Levin has a long history in the city of Cleveland. After graduating from CWRU, he founded the Cleveland Public Theater in 1982. He then founded the Gordon Square Arts District, a project that he said “used arts as an economic engine to invigorate and renovate neighborhoods.”

This is a theme that runs throughout Levin’s career. Since its inception, the Cleveland Public Theater has grown to five buildings and has grown from being a volunteer organization with an annual budget of $5,000 to being a million-dollar, nationally recognized theater that has brought life back to the west side of Cleveland.

Levin also started the Ingenuity Festival in downtown Cleveland, which showcases mergings of technology and art. Ian Charnas, manager of think[box], presented the now famous Tesla Orchestra at the festival in 2009.

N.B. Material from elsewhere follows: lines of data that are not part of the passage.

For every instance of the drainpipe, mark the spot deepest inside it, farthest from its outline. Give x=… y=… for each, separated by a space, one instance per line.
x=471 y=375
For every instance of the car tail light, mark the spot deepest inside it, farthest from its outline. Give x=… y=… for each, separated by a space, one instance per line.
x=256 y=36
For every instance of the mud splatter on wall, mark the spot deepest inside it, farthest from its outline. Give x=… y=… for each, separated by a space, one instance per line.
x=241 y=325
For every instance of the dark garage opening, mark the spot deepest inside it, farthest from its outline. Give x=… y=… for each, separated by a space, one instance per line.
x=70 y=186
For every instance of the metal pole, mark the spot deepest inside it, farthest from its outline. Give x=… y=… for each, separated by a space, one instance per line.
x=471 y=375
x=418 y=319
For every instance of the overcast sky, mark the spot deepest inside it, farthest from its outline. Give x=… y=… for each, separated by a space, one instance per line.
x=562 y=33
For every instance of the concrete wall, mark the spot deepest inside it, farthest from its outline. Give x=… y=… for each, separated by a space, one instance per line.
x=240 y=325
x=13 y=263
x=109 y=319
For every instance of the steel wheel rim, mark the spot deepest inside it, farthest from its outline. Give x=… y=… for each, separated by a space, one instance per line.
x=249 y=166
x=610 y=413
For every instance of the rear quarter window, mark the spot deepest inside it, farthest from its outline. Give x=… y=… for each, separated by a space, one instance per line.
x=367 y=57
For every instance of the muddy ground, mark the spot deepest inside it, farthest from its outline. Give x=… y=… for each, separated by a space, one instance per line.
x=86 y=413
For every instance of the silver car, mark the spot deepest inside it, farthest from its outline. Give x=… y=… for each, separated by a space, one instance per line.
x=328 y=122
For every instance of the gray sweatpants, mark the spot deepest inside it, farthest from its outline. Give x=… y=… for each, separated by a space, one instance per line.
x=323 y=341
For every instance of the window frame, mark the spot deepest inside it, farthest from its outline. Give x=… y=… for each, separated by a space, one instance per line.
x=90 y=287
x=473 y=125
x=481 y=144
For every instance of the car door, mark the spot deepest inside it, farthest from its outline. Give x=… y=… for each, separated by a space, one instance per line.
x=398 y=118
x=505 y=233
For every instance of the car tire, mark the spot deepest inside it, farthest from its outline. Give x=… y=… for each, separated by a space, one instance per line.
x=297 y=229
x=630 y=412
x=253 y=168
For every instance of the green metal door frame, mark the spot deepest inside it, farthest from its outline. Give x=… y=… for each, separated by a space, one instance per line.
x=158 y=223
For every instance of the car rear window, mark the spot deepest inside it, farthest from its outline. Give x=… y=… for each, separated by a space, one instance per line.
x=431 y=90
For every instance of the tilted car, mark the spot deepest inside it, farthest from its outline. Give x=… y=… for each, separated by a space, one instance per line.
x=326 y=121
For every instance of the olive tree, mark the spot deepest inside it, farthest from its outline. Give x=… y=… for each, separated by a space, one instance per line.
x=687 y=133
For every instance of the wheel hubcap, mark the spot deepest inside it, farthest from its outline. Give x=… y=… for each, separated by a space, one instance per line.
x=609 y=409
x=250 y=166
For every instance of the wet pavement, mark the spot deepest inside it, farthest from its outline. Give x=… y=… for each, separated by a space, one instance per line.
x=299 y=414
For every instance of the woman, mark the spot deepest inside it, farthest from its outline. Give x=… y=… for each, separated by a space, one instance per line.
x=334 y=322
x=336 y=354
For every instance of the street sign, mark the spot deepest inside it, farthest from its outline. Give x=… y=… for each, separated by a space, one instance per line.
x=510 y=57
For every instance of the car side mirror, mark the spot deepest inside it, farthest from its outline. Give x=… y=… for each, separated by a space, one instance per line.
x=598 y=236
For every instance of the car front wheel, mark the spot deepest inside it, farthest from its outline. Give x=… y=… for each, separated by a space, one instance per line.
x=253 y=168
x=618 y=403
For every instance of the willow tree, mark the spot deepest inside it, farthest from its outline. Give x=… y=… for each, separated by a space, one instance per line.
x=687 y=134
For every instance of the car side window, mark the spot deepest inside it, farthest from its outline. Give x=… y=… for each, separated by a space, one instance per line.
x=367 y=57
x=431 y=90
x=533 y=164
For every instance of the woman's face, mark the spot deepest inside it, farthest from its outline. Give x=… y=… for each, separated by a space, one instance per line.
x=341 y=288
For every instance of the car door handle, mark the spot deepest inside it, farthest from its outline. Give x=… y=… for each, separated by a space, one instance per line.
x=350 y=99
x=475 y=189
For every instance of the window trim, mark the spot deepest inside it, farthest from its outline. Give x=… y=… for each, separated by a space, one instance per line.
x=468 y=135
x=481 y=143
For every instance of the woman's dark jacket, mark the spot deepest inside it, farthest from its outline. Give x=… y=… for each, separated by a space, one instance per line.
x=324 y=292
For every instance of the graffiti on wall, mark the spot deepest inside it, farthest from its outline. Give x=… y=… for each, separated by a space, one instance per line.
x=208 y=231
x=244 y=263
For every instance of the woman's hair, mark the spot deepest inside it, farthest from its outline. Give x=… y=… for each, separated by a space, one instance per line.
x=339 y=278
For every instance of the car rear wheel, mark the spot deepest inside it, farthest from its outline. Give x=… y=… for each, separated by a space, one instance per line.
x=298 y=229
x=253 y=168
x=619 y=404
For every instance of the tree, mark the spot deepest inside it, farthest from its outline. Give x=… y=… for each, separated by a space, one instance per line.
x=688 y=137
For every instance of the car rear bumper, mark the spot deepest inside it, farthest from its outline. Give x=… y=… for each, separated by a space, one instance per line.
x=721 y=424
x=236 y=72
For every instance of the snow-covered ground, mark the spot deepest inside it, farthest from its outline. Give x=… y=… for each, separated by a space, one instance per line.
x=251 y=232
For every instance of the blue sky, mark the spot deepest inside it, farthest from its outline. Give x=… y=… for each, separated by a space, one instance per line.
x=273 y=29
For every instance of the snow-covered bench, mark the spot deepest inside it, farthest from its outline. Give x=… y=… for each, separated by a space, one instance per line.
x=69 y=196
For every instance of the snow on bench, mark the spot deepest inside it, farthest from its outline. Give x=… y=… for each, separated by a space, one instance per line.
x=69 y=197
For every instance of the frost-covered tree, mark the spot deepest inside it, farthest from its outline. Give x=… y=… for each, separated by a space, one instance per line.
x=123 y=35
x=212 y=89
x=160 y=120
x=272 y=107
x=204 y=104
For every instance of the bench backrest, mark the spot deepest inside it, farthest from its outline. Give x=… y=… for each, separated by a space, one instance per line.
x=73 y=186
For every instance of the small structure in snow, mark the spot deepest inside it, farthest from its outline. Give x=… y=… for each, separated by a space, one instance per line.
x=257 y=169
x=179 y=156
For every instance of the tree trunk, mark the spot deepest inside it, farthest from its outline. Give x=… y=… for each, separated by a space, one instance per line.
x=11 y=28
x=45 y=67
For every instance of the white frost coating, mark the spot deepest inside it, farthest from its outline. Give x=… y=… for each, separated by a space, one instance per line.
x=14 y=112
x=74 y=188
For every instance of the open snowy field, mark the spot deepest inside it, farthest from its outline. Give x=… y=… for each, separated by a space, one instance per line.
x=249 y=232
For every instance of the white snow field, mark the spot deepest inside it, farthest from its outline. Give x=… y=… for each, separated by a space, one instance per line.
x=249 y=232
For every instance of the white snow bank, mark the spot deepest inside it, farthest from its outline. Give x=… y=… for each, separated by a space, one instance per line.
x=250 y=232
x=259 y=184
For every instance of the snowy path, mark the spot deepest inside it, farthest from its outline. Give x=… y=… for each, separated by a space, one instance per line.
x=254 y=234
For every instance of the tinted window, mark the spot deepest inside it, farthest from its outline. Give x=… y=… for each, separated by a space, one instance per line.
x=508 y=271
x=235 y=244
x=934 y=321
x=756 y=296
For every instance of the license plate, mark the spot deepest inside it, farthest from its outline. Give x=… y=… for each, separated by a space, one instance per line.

Work on this year’s One World Festival began in 2012, when Levin resigned from Ingenuity to work on other projects. He wanted to organize an event that would help unify Cleveland’s 110-plus distinct ethnic groups. Much like his other projects, Levin designed the One World Festival to be an economic trigger for the Glenville neighborhood, inspiring business activity in the area through the park.

Each country had a different garden, filled with sellers, restaurants and stages. The 15 stages hosted performances from a number of different groups, but each performance was located in another country’s garden.

Even if you stayed in one place, said Levin, the entire world might pass before your eyes.

“Many of the ethnic communities in Cleveland are very insular,” said Levin. “But this festival helps to break down those barriers and invite people to explore the things that make us different.”

Over 100 organizations were involved in the festival, including Oberlin College, Cleveland State University and a number of local museums. CWRU students and faculty permeated almost every aspect of the event, with a diverse array of student organizations, from the International Club to the CWRU Juggling Club, helping to bring the festival to fruition. Levin also said that CWRU’s Senior Director of Local Government and Community Relations Latisha James was also instrumental in bringing the festival together.

Levin said that he is looking forward to further coordinating with CWRU as he considers plans for a 2015 and 2016 festival, the latter of which would take place on the garden’s 100th anniversary.